By adding 40 RGB LEDs to each side of the goggles’ lens, the team at Microsoft was able to emulate an expansion of vision, tricking the mind into thinking the user was seeing naturally. Much like a light box projects similar colors behind your computer monitor, the LED’s inside the headset excrete a soft glow of light with the same color as the ones on the brink of the user’s vision. Our eyes only really focus on one thing at a time, so adding these color emitting diodes to the edge of a user’s vision can help to emulate a true 180+ degree view.
The team says that this solution might be better than just adjusting the resolution of the display. According to Carnegie Mellon PhD candidate Robert Xiao, higher resolution displays might actually increase the chance for motion sickness.

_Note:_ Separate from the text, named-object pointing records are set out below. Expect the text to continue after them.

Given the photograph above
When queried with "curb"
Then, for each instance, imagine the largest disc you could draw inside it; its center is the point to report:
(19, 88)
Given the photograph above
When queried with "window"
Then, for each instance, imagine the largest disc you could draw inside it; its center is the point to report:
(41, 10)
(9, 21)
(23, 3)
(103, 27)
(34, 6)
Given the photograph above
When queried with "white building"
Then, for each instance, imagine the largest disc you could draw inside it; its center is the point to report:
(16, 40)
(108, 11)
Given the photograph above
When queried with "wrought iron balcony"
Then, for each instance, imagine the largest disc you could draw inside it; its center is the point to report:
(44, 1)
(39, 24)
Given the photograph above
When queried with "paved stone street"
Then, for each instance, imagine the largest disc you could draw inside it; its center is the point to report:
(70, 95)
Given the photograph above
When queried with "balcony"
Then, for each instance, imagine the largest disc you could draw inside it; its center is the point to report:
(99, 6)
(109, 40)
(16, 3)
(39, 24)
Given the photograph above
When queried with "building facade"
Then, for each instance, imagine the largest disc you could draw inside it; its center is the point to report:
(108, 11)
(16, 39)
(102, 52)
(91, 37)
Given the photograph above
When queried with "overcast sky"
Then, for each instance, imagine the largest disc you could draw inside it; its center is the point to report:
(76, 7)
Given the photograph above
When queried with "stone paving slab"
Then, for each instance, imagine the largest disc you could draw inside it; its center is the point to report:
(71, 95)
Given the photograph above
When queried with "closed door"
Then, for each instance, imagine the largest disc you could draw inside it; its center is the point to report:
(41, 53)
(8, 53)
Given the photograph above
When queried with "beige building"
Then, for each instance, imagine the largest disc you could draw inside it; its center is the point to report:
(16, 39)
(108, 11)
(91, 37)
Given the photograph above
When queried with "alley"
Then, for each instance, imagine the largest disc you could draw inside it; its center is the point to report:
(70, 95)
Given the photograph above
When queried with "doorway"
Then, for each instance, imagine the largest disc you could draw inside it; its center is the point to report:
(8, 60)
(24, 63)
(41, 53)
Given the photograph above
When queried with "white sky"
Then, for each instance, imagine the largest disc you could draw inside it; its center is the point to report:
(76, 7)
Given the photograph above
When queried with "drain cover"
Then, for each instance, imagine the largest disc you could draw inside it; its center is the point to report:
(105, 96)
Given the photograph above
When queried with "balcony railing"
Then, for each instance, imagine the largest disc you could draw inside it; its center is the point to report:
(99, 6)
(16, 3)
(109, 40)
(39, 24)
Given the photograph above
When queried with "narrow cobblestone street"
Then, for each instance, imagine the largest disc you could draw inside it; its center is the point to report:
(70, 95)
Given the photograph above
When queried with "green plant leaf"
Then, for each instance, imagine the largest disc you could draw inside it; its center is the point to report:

There is some academic research… suggesting that expanding field-of-view [in VR] with a full-resolution, high-fidelity display would increase the sensation of sickness. The primary reason is that you’re introducing a greater disparity between a person’s visual periphery and their sense of vection—their internal inertia sensors that tell them if they’re actually moving. Increase that and you increase the possibility of nausea.
Color tracked LED’s might be a good solution then, as it maintains the illusion that we have today while helping fix the black bar issue present in a lot of headsets. Though VR headsets maintain the majority of the projects direction, the team mentioned that AR might be something to look into in the future, stating the HoloLens headset specifically.
Are you interested in the technology? Do the black bars at the corners of your vision make you motion sick?